Cassian pushed off the wall, stepping closer. "This isn't simple forgetfulness." His voice lowered. "It's too familiar."
The Magos turned fully, mechadendrites curling slightly. "You refer to the events of your previous world."
Cassian's jaw tightened. "Yes."
There was a beat of silence, filled only by the low hum of the ship's core. Farren's gaze didn't waver. "Survivor's bias. Psychological trauma. Familiarity breeds patterns, even where none exist."

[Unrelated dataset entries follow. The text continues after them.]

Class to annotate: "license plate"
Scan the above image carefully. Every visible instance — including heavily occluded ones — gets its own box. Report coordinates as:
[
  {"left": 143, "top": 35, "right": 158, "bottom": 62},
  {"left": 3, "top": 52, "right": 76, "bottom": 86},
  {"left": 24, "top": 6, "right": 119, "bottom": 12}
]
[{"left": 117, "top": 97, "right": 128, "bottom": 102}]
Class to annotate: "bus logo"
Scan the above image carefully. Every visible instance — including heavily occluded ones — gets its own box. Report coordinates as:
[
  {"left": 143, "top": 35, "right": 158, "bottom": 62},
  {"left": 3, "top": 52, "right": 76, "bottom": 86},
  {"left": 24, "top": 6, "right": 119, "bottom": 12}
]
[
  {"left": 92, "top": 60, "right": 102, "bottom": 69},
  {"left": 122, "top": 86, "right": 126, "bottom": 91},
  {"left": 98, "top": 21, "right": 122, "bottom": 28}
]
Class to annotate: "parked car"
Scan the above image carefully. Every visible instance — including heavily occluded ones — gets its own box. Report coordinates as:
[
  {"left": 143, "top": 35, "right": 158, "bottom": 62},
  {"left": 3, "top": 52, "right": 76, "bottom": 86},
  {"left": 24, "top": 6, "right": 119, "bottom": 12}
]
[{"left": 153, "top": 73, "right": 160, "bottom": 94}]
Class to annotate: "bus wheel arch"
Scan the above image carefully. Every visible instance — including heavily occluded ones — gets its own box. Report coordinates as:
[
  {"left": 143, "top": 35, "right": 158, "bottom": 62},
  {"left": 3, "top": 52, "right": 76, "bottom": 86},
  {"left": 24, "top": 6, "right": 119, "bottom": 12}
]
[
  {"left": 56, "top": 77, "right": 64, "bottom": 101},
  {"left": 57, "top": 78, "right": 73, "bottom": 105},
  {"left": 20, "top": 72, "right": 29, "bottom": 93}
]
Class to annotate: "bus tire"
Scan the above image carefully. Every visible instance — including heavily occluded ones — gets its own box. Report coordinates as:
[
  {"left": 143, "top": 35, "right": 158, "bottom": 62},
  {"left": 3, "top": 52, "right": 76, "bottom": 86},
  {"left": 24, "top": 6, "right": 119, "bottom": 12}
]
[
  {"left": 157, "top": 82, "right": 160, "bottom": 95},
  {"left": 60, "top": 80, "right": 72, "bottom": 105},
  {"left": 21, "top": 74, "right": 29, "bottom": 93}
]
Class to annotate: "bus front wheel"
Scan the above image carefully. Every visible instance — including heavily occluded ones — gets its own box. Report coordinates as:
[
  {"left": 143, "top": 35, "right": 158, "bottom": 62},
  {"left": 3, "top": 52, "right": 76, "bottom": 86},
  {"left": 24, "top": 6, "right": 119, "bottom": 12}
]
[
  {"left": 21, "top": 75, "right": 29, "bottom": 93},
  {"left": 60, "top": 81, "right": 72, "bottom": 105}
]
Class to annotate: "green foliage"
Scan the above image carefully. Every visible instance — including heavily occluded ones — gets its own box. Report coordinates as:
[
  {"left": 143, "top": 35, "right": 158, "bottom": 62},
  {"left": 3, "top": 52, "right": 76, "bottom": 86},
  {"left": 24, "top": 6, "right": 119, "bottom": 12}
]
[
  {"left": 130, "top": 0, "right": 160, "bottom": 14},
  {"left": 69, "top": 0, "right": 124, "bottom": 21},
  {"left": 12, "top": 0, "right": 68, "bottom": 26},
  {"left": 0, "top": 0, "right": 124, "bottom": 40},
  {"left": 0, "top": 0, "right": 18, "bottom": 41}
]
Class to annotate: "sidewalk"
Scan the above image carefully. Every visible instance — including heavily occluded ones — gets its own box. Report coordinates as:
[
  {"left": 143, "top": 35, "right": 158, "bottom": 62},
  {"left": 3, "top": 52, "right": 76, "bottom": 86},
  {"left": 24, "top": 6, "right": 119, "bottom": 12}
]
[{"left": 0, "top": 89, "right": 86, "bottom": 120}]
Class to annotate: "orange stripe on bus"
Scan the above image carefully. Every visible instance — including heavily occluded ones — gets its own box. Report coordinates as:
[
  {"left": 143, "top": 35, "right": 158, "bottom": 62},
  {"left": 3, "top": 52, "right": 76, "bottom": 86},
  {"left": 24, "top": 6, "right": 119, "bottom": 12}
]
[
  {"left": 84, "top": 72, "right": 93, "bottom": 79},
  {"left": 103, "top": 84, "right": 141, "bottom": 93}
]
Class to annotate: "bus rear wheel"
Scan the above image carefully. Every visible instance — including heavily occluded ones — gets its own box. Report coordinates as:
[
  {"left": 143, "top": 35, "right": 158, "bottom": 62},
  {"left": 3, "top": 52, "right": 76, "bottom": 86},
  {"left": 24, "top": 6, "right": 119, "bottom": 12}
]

Cassian shook his head. "I know what I felt." His eyes narrowed. "You don't seem concerned."
Farren tilted his head. "Concern is inefficient." A mechanical limb clicked softly against the console. "Observation. Analysis. Action. Emotion is irrelevant."

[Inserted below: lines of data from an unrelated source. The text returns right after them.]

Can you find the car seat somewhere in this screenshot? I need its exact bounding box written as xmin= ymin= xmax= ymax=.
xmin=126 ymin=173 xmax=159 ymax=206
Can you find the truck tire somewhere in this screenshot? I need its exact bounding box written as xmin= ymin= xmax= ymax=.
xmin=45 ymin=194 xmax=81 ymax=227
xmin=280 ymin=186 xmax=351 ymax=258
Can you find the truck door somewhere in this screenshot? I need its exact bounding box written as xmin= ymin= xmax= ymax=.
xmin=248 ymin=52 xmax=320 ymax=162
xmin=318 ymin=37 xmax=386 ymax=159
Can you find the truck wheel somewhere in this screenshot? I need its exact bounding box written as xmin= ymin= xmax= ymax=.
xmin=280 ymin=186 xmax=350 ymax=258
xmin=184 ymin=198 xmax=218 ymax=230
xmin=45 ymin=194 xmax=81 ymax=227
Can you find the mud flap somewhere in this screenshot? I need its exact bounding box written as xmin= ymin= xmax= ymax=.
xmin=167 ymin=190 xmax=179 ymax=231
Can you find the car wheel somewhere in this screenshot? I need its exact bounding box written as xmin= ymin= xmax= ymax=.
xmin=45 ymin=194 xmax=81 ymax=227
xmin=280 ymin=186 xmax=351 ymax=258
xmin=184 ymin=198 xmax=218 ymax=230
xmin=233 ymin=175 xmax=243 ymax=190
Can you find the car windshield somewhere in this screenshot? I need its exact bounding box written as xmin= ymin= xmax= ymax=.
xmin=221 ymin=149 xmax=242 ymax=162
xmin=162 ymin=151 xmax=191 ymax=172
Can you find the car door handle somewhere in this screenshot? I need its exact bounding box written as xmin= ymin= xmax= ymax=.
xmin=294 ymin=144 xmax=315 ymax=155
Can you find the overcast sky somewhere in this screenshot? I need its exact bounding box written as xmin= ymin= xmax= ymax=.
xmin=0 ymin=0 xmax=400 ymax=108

Cassian studied him, the flickering light casting deep shadows across the Magos's augmetic features. "You don't feel it, do you?" His voice was quiet. "That's why you're so calm. You've replaced everything that could sense it."
Farren was silent.
Cassian looked away. "Maybe I should envy that."
The hum of the machinery filled the void between them. After a moment, Farren spoke. "The ship's machine spirit is restless." His voice was even, but there was something beneath it. "There are… inconsistencies. Minor. Not statistically significant." He paused. "Yet."
Cassian closed his eyes for a moment. Even the Tech-Priest noticed. That wasn't comforting.
Farren's lens focused on him once more. "You are fatigued."
"No kidding." Cassian's tone was dry.
"Rest is advisable. Cognitive function degrades without proper maintenance."
Cassian exhaled through his nose. "I'll manage."
Farren regarded him in silence. Then, almost as an afterthought, he said, "Do not die."
Cassian blinked. "That's… unexpectedly considerate."
Farren's mechadendrites twitched. "You possess data of some value. Your loss would be… inconvenient."
Cassian pushed off the bulkhead, shaking his head faintly. "Good to know."
As he walked back into the corridor, the cold hum of the ship followed him into the dark.
—-
Cassian stepped off the ship, the heavy air of the world settling over him like a shroud. The ship's hull loomed behind him, cold and lifeless, but the world stretched out, ahead in a distance — crooked buildings and dim lights casting long shadows in the streets. The ground felt wrong beneath his boots..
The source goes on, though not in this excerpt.